Throughout Andy’s recovery and adjustment to his
debilitating injury — a time filled with often intense physical pain, puzzling
infections and many questions — Andy and Elizabeth say they’ve noticed positive
fruit that his suffering has achieved. They continue to receive letters and
postcards from people they don’t know whose faith has been strengthened because
of their positive example. The people of the Archdiocese of Milwaukee have
rallied around them to offer support, as well.
“People who I didn’t think were prayerful would pray all
night,” Andy said. “Men have told me that they didn’t have any direction in
their prayer life or their religious life, and for whatever reason, this injury
has brought them back. I can’t tell you how many people have said that to me —
maybe 30 or 40 guys.”
Six months later, still unable to walk on his own (but
making progress) and periodically racked by muscle spasms by a body still
trying to heal itself, Andy admitted that he struggles to remain his usual
outgoing, ready-with-a-joke self.
“I’ve never been angry at God about this,” Andy said. “Who
else can we turn to but the Lord?” he said. “God has sent me so much hope,
through prayer, through people coming into my life on days where I felt less
hopeful. Because of the prayers from literally thousands all over the world,
God saved my life. He has another purpose for me.”
Elizabeth agreed.
“We know we have so much more to be thankful for,” she said.

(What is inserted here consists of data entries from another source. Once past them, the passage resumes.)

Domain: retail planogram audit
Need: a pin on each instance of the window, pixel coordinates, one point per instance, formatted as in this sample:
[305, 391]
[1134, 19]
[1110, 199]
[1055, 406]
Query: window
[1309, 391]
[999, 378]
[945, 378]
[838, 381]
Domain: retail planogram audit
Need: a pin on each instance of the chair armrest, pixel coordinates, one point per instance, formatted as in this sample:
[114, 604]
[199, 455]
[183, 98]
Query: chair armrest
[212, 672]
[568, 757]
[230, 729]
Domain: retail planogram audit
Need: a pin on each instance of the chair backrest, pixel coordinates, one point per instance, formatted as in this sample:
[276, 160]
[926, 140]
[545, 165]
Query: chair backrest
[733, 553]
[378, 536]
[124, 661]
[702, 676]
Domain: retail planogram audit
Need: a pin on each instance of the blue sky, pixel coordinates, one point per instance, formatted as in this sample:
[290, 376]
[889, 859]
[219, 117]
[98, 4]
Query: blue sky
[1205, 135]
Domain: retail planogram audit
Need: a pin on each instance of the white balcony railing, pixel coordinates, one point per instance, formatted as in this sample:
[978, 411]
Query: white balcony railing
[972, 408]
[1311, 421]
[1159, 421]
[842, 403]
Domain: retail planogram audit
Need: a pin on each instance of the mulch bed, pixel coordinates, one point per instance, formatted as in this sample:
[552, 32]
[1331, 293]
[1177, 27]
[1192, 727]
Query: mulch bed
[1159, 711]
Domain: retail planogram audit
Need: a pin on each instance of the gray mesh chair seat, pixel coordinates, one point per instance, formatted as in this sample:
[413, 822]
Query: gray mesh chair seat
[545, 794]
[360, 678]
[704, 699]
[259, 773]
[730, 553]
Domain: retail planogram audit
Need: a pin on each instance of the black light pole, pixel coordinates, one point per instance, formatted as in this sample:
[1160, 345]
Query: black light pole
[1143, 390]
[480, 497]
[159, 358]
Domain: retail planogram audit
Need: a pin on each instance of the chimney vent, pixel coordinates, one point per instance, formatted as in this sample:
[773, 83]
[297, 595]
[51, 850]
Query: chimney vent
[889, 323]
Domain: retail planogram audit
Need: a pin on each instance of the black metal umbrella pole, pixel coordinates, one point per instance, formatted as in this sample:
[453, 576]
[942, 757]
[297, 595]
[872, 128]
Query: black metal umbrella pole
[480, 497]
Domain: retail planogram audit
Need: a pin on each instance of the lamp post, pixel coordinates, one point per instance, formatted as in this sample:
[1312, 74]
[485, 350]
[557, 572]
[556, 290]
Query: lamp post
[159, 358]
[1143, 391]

“Even though there’s all this suffering, we’re closer as a husband and wife.
We’re closer to Jesus; we’re closer to his Blessed Mother. Andy being alive
right now is truly a miracle.”
Archbishop Dolan said it’s the Meiers’ realistic approach to
redemptive suffering that has gotten them through.
“They have an utter honesty about this, and they don’t deny
the rough times,” he said. “They kind of know about what Thomas á Kempis wrote
in his The Imitation of Christ that the Lord visits his elect in two ways: in
consolation and desolation. And they’re grateful for both. They acknowledge
both. And that’s a witness to us as well.”